なぜ僕が酒乱になったかというと、元々有った性質が大きく、それは学校に通うようになってから酒を飲むようになるまでの間に、強固になっていったと思う。

その性質とはなんてことはない「認識への不信感」だ。学校に行くまでは、自分が認識したものが他人と違っていてもよかったが、正しい答を求められるようになり「自分が認識したものは、求められているものと合っているだろうか」と不安になった。算数ですら不安だった。ルールはわかっていても、計算して出した答が信じられない。エラーチェックを繰り返しするようになった。
酒を飲むと途端にそんなことはバカバカしくなり、酔いが深くなるほどに自分の世界が当然になって時に迷惑をかけるようになった。その内「人間は突然必ず間違えるものだ」とか「都合のよい認識をするものだ」とか知るにつれ、知覚もあてにならないし、経験も事実とは違い得ると思うようになった。覚めてる内は不安だった。

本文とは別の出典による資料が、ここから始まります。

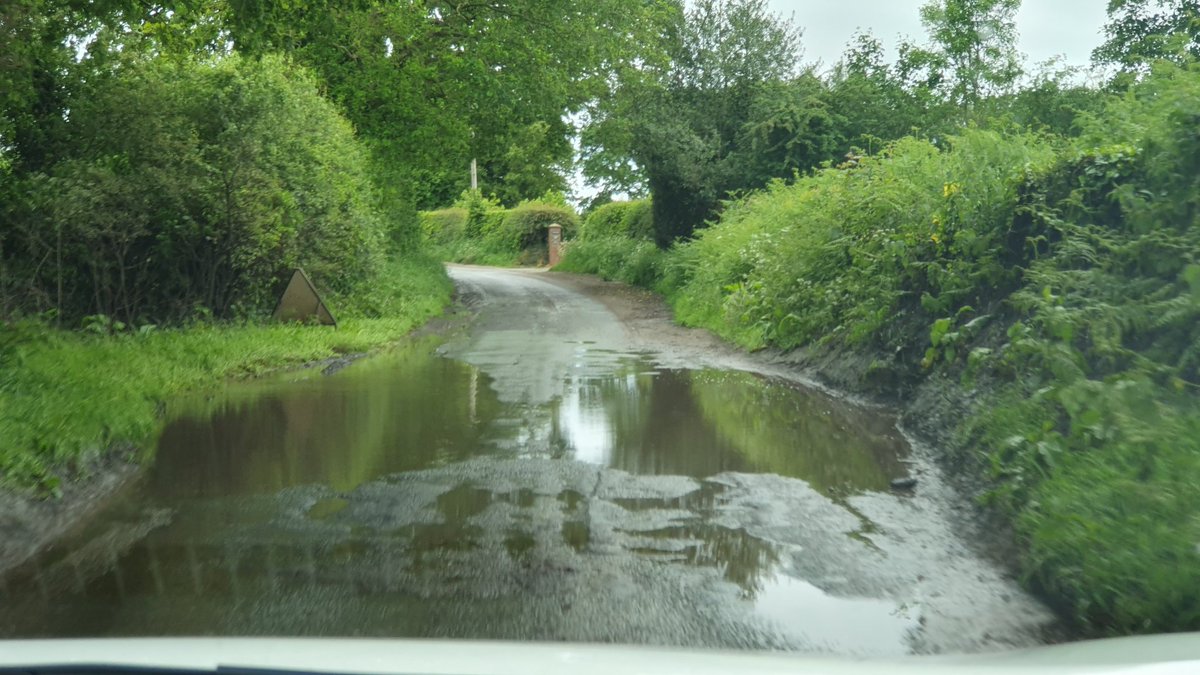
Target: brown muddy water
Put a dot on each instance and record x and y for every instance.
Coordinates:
(479, 488)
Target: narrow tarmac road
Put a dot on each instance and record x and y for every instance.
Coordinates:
(568, 465)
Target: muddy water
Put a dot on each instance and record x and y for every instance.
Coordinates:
(516, 483)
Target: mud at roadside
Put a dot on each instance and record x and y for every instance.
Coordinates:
(910, 547)
(927, 411)
(29, 524)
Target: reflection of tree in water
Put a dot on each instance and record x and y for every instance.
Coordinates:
(409, 411)
(651, 424)
(743, 559)
(803, 434)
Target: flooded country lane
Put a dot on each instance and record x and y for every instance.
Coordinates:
(549, 472)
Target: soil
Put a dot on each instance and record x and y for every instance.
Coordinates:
(31, 524)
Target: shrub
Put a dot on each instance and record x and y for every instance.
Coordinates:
(196, 186)
(525, 227)
(443, 226)
(634, 220)
(619, 258)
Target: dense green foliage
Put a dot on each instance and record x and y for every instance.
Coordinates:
(191, 187)
(165, 163)
(619, 219)
(67, 398)
(1060, 278)
(480, 231)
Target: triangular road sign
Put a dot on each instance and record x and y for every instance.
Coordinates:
(300, 302)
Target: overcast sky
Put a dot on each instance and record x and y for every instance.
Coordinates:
(1048, 28)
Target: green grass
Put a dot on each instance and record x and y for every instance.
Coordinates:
(69, 396)
(1059, 278)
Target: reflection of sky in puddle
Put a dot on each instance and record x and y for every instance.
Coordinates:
(583, 422)
(843, 625)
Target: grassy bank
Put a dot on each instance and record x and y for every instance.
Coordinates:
(1056, 280)
(66, 396)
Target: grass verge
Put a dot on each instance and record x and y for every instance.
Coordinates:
(67, 396)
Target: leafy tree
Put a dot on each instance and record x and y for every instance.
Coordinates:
(690, 127)
(430, 85)
(193, 187)
(1141, 31)
(972, 51)
(869, 100)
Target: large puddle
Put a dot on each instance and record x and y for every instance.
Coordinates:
(417, 410)
(407, 496)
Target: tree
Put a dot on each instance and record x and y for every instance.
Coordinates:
(701, 126)
(972, 51)
(431, 85)
(190, 186)
(869, 100)
(1141, 31)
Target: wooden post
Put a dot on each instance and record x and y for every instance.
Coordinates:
(555, 243)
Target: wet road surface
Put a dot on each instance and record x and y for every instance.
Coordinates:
(547, 472)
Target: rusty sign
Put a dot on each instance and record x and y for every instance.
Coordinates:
(300, 302)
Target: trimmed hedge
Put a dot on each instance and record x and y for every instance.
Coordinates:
(480, 232)
(634, 220)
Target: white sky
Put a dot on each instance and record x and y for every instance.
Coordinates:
(1047, 28)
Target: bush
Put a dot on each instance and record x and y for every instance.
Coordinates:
(1061, 276)
(443, 226)
(526, 226)
(69, 396)
(195, 187)
(618, 258)
(634, 220)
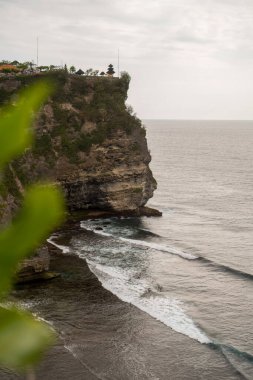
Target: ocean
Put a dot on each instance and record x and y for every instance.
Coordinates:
(169, 297)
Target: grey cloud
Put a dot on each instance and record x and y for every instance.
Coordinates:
(172, 38)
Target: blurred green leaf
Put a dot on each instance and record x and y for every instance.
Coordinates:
(22, 337)
(42, 211)
(15, 121)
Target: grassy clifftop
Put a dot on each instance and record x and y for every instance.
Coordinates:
(87, 139)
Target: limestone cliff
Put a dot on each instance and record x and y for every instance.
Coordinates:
(87, 140)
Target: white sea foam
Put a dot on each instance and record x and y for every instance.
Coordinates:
(142, 243)
(137, 292)
(161, 247)
(64, 248)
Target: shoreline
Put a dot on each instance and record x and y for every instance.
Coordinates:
(102, 337)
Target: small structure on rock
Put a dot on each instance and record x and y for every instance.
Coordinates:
(80, 72)
(110, 71)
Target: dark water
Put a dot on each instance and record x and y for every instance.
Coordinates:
(185, 278)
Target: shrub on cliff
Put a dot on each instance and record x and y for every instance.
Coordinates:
(22, 337)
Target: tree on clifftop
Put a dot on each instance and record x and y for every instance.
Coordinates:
(110, 70)
(80, 72)
(72, 69)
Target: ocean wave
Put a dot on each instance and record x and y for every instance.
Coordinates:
(137, 292)
(142, 243)
(171, 250)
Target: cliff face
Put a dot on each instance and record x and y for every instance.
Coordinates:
(87, 140)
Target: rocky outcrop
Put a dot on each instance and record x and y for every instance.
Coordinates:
(34, 268)
(89, 142)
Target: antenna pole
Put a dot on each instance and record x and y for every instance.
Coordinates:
(37, 51)
(118, 62)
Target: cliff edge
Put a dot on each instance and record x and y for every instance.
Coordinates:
(88, 140)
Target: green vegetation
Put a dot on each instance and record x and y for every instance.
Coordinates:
(22, 337)
(100, 100)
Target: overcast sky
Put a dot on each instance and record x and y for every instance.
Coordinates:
(188, 59)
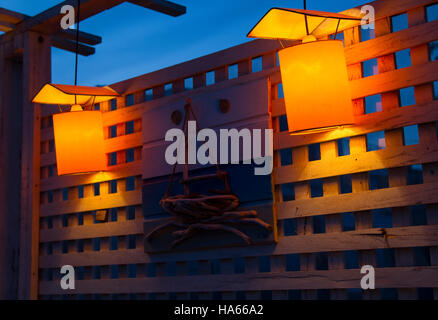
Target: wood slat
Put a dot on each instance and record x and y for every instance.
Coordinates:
(365, 123)
(110, 145)
(392, 42)
(355, 163)
(114, 172)
(362, 239)
(388, 81)
(366, 200)
(394, 80)
(418, 277)
(98, 230)
(121, 199)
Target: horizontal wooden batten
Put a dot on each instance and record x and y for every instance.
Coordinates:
(388, 81)
(197, 66)
(361, 201)
(394, 80)
(392, 42)
(355, 163)
(110, 145)
(365, 239)
(407, 277)
(373, 122)
(121, 199)
(98, 230)
(114, 172)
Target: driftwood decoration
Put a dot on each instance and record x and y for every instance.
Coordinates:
(194, 212)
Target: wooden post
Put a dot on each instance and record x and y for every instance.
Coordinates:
(10, 138)
(36, 72)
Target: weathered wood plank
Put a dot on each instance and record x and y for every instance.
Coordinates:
(355, 163)
(36, 72)
(394, 80)
(419, 277)
(392, 42)
(377, 121)
(366, 200)
(114, 172)
(99, 230)
(368, 238)
(110, 145)
(120, 199)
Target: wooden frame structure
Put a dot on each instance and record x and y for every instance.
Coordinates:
(316, 246)
(25, 64)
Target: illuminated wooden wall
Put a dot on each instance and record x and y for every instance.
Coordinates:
(340, 204)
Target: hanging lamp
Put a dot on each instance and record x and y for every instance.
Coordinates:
(78, 133)
(314, 73)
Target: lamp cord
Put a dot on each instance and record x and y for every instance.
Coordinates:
(305, 18)
(77, 45)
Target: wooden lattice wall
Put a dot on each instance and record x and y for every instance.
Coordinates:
(340, 204)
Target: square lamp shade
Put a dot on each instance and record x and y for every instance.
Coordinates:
(314, 74)
(315, 86)
(79, 140)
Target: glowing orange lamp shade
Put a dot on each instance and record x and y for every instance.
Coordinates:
(78, 134)
(315, 86)
(64, 94)
(296, 24)
(79, 142)
(314, 73)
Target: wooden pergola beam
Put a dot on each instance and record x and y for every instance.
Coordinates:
(49, 20)
(84, 37)
(166, 7)
(9, 19)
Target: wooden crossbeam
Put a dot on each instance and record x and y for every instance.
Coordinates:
(84, 37)
(166, 7)
(48, 20)
(64, 39)
(69, 45)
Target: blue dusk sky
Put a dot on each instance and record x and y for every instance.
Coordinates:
(137, 40)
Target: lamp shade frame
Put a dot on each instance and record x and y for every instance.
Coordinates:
(296, 24)
(316, 87)
(79, 142)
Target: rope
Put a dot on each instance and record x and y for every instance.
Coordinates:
(189, 110)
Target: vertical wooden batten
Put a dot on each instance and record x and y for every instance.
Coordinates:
(10, 139)
(36, 72)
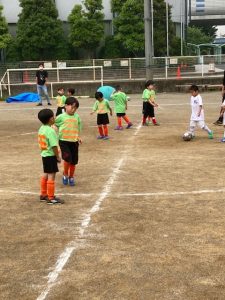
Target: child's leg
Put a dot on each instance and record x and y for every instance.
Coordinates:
(100, 130)
(44, 179)
(51, 186)
(105, 129)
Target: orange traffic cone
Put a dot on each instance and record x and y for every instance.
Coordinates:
(178, 73)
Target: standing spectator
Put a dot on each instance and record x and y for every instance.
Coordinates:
(220, 119)
(41, 80)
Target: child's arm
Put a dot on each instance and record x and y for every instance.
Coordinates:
(56, 152)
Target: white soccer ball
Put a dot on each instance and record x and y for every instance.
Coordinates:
(187, 136)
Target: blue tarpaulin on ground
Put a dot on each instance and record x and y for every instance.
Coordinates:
(24, 97)
(106, 91)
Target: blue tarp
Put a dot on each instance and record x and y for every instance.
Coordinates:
(24, 97)
(106, 91)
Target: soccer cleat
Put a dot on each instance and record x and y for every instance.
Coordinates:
(55, 200)
(65, 180)
(43, 198)
(71, 181)
(129, 125)
(210, 135)
(118, 128)
(218, 122)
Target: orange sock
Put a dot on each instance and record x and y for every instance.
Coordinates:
(43, 186)
(105, 128)
(66, 168)
(126, 119)
(72, 170)
(100, 130)
(119, 121)
(51, 189)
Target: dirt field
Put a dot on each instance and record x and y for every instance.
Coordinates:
(145, 221)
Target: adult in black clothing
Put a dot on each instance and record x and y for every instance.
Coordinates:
(220, 119)
(41, 80)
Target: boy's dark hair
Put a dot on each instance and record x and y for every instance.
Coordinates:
(71, 101)
(71, 91)
(149, 82)
(194, 88)
(98, 95)
(45, 115)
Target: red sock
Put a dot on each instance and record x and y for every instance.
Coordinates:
(126, 119)
(119, 121)
(72, 170)
(43, 186)
(51, 189)
(66, 168)
(105, 127)
(100, 130)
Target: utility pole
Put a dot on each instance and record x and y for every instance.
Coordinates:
(148, 38)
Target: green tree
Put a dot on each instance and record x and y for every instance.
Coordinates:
(40, 34)
(87, 26)
(5, 36)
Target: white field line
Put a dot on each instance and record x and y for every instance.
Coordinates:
(147, 194)
(73, 245)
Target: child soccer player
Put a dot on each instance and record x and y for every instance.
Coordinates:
(61, 99)
(197, 112)
(69, 127)
(71, 92)
(48, 143)
(102, 108)
(149, 103)
(120, 100)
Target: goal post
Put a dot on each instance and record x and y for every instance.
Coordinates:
(27, 77)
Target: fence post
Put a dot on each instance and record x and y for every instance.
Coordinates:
(94, 75)
(130, 69)
(9, 88)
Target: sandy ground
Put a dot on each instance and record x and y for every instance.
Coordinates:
(145, 220)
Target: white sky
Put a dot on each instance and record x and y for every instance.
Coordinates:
(221, 30)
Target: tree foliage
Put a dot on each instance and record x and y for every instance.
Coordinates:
(39, 32)
(87, 25)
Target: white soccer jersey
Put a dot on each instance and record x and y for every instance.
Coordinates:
(196, 102)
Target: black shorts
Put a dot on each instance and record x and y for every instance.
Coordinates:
(60, 110)
(148, 110)
(120, 114)
(69, 151)
(50, 164)
(102, 119)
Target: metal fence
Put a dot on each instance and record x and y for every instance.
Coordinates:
(120, 69)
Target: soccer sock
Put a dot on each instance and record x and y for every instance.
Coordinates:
(51, 189)
(126, 119)
(154, 121)
(43, 186)
(66, 168)
(119, 121)
(105, 127)
(100, 130)
(72, 170)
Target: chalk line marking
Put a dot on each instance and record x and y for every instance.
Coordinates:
(73, 245)
(147, 194)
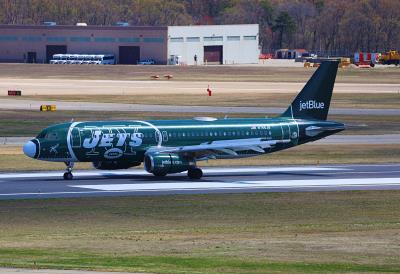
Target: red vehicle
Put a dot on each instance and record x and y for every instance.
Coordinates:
(265, 56)
(366, 58)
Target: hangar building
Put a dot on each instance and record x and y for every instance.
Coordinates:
(215, 44)
(211, 44)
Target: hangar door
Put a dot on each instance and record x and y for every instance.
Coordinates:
(213, 54)
(54, 49)
(129, 55)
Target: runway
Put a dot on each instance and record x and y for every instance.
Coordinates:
(215, 180)
(382, 139)
(65, 105)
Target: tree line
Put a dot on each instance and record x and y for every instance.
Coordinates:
(332, 27)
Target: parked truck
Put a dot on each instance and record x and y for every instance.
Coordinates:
(390, 57)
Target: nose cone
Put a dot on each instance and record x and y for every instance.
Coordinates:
(30, 149)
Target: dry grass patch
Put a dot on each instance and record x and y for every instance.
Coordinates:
(230, 233)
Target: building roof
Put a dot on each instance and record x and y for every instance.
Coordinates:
(89, 27)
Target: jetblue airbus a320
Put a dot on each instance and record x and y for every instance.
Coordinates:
(173, 146)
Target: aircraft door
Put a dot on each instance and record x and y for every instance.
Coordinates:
(165, 136)
(285, 131)
(76, 138)
(294, 132)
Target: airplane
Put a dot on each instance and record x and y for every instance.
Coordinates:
(174, 146)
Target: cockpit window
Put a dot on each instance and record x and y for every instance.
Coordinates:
(51, 136)
(41, 135)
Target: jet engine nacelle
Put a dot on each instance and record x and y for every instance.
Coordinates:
(165, 163)
(113, 165)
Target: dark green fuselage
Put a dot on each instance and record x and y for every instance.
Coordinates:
(128, 141)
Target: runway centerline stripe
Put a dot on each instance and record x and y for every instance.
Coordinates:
(189, 185)
(142, 172)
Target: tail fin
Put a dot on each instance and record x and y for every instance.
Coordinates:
(314, 99)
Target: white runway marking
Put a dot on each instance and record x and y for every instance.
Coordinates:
(77, 174)
(190, 185)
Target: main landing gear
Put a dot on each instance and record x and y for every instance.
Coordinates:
(68, 173)
(195, 173)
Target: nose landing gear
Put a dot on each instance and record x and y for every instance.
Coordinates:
(68, 174)
(195, 173)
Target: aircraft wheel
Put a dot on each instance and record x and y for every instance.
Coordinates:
(160, 174)
(195, 173)
(68, 176)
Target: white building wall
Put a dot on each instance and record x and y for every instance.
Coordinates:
(243, 51)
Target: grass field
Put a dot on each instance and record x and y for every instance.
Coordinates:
(12, 158)
(339, 100)
(354, 231)
(194, 73)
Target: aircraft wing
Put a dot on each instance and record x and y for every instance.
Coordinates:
(230, 147)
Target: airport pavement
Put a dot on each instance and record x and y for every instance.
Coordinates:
(126, 87)
(383, 139)
(83, 106)
(215, 180)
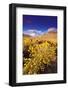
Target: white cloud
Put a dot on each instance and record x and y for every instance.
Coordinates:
(33, 32)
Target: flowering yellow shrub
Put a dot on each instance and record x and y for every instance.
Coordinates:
(40, 54)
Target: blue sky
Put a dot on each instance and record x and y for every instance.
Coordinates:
(38, 24)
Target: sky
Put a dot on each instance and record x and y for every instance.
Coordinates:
(37, 25)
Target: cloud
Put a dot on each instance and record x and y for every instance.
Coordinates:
(52, 29)
(33, 32)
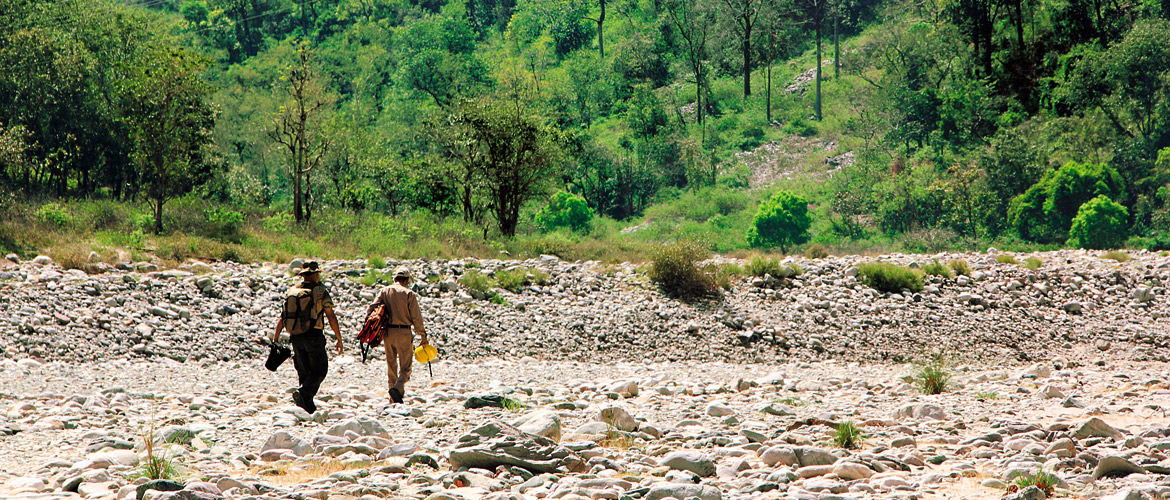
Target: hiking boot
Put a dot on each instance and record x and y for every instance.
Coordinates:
(297, 399)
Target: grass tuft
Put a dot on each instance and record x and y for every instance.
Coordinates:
(936, 269)
(933, 377)
(1044, 480)
(848, 436)
(889, 278)
(959, 267)
(816, 251)
(1120, 257)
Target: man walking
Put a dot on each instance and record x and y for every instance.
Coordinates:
(401, 309)
(305, 308)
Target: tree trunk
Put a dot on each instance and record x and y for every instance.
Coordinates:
(600, 36)
(837, 42)
(747, 59)
(817, 104)
(768, 94)
(158, 213)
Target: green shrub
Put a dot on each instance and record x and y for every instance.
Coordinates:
(1043, 480)
(476, 281)
(54, 214)
(675, 271)
(511, 280)
(936, 269)
(933, 376)
(780, 221)
(1100, 224)
(889, 278)
(565, 210)
(816, 251)
(1045, 212)
(759, 266)
(848, 436)
(959, 267)
(1117, 255)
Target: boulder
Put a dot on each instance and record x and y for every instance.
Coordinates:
(541, 423)
(495, 444)
(690, 460)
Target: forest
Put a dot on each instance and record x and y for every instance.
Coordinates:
(590, 129)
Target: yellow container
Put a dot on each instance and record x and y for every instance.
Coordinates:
(425, 354)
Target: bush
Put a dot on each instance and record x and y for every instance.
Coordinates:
(780, 221)
(816, 251)
(675, 271)
(889, 278)
(936, 269)
(54, 214)
(565, 210)
(933, 377)
(476, 281)
(1117, 255)
(848, 436)
(959, 267)
(759, 266)
(1099, 224)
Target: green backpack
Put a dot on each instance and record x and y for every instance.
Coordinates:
(300, 312)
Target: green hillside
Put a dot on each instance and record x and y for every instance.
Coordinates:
(263, 129)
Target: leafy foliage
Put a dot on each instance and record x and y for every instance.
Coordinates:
(1099, 224)
(888, 278)
(675, 269)
(780, 221)
(565, 210)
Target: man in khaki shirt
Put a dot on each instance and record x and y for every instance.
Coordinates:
(401, 306)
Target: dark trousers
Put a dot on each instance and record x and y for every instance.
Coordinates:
(311, 362)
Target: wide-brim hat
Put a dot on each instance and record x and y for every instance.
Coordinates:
(309, 268)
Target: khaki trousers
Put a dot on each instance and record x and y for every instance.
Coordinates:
(399, 344)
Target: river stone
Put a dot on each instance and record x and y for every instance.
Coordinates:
(159, 485)
(363, 426)
(541, 423)
(814, 456)
(495, 444)
(682, 491)
(779, 456)
(618, 417)
(283, 440)
(852, 471)
(690, 460)
(1115, 466)
(1095, 427)
(921, 411)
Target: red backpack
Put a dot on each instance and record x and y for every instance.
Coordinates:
(371, 330)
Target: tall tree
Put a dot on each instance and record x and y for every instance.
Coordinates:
(692, 21)
(170, 116)
(744, 15)
(511, 152)
(298, 128)
(816, 12)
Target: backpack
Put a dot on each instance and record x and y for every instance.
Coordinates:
(371, 330)
(298, 313)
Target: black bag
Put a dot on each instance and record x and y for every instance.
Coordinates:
(276, 355)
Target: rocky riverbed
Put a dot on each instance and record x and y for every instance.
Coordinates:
(593, 385)
(1076, 305)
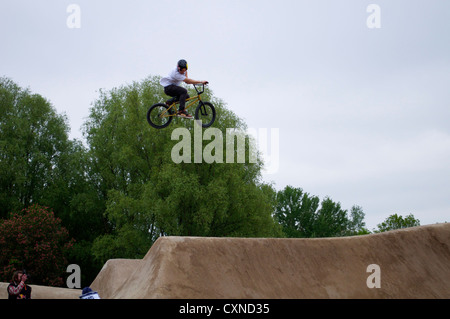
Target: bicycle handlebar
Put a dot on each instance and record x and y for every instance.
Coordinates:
(203, 88)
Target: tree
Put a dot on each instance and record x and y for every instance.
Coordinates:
(34, 239)
(148, 195)
(299, 215)
(39, 164)
(397, 222)
(32, 139)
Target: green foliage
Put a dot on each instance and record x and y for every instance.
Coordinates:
(34, 239)
(148, 195)
(299, 215)
(397, 222)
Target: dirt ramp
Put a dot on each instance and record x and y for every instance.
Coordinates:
(413, 263)
(44, 292)
(113, 274)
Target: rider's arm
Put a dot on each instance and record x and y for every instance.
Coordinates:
(15, 290)
(190, 81)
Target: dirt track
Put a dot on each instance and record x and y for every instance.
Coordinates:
(414, 263)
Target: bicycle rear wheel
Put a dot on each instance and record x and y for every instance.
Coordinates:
(206, 113)
(159, 116)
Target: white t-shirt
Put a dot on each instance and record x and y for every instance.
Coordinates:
(174, 78)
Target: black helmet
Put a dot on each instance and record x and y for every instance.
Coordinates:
(182, 64)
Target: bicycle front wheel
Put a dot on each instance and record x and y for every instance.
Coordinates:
(206, 113)
(159, 116)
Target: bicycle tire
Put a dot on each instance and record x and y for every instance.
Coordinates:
(206, 113)
(153, 115)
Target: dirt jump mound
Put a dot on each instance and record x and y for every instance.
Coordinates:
(408, 263)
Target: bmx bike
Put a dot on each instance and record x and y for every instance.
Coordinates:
(160, 115)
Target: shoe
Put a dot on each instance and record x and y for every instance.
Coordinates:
(184, 114)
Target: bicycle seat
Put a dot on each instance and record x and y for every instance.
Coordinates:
(173, 100)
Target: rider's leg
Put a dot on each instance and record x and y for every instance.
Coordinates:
(177, 91)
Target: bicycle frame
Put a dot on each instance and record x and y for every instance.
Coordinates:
(191, 100)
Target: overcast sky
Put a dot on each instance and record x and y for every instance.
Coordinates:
(362, 113)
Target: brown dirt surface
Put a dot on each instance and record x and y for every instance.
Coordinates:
(414, 263)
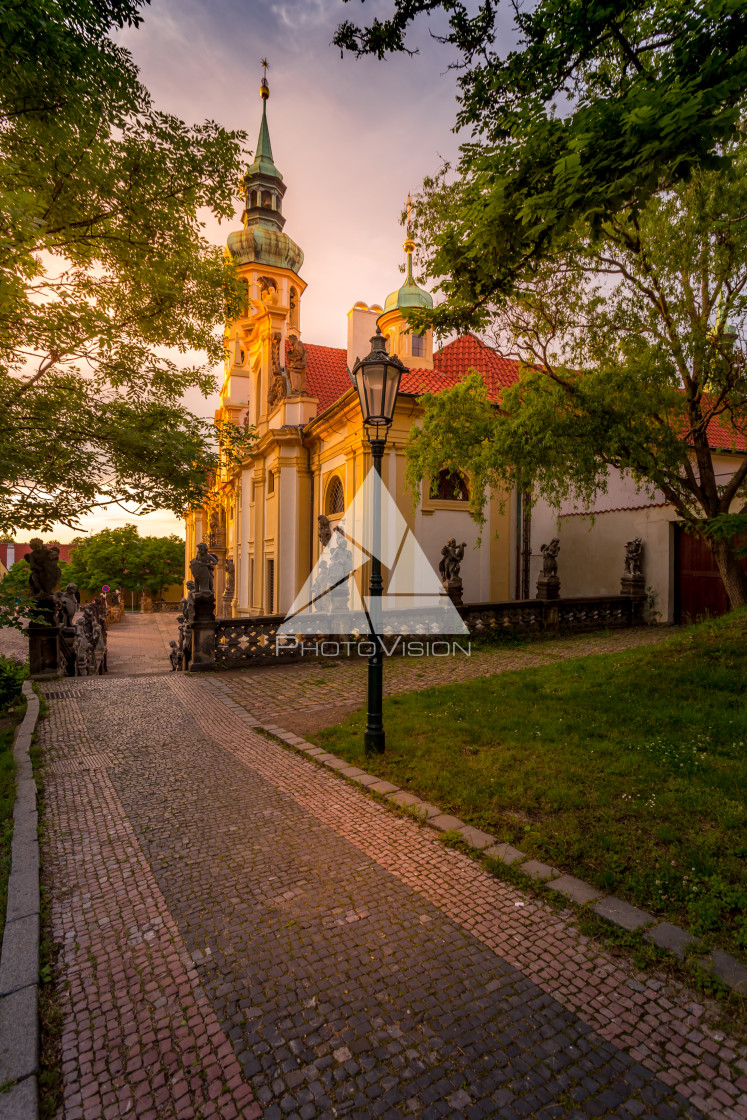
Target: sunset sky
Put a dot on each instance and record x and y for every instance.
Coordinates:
(351, 138)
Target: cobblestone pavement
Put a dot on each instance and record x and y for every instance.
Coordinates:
(13, 643)
(241, 929)
(139, 644)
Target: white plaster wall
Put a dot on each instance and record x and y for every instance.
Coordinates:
(591, 558)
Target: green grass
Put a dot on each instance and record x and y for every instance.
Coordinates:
(628, 770)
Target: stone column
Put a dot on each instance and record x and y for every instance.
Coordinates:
(203, 633)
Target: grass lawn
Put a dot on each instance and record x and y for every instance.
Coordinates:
(627, 770)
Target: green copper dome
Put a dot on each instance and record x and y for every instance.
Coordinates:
(262, 240)
(409, 295)
(262, 245)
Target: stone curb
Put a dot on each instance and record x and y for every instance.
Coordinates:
(731, 972)
(19, 960)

それでも自分が認識しているのは自分にしか当てはまらないことに慣れていった。経験は夢に働きかけ、また新しいことを知れば想像し、その繰り返しが認識=世界とアクセスすること で、それが正しい/正しくないというのは大人の都合でしかない。大人も自分の認識が正しいと思い込んでるだけなのだから、付き合う必要はなかったのだ。

映画を学ぶようになって、カットの繋ぎや音の使い方の基本を知った。その場で起きている全体が分かるカットからその場にいる人のカットに繋いだり、環境音と登場人物の思い出の中の音を繋げたりする。観客がどう認識するかを順番に整えていくのだが、それでも観客の認識は十人十色で狙い通りにはいかない。答え合わせをする必要はなかった。でも、認識のすり合わせができることは楽しいものだと知った。皆が違う世界に生きているが、時々共有できるものもあり、それが同じ人間とか生き物なんだと実感できる喜びだった。普遍性とか呼ばれるものを感じて喜んでいた。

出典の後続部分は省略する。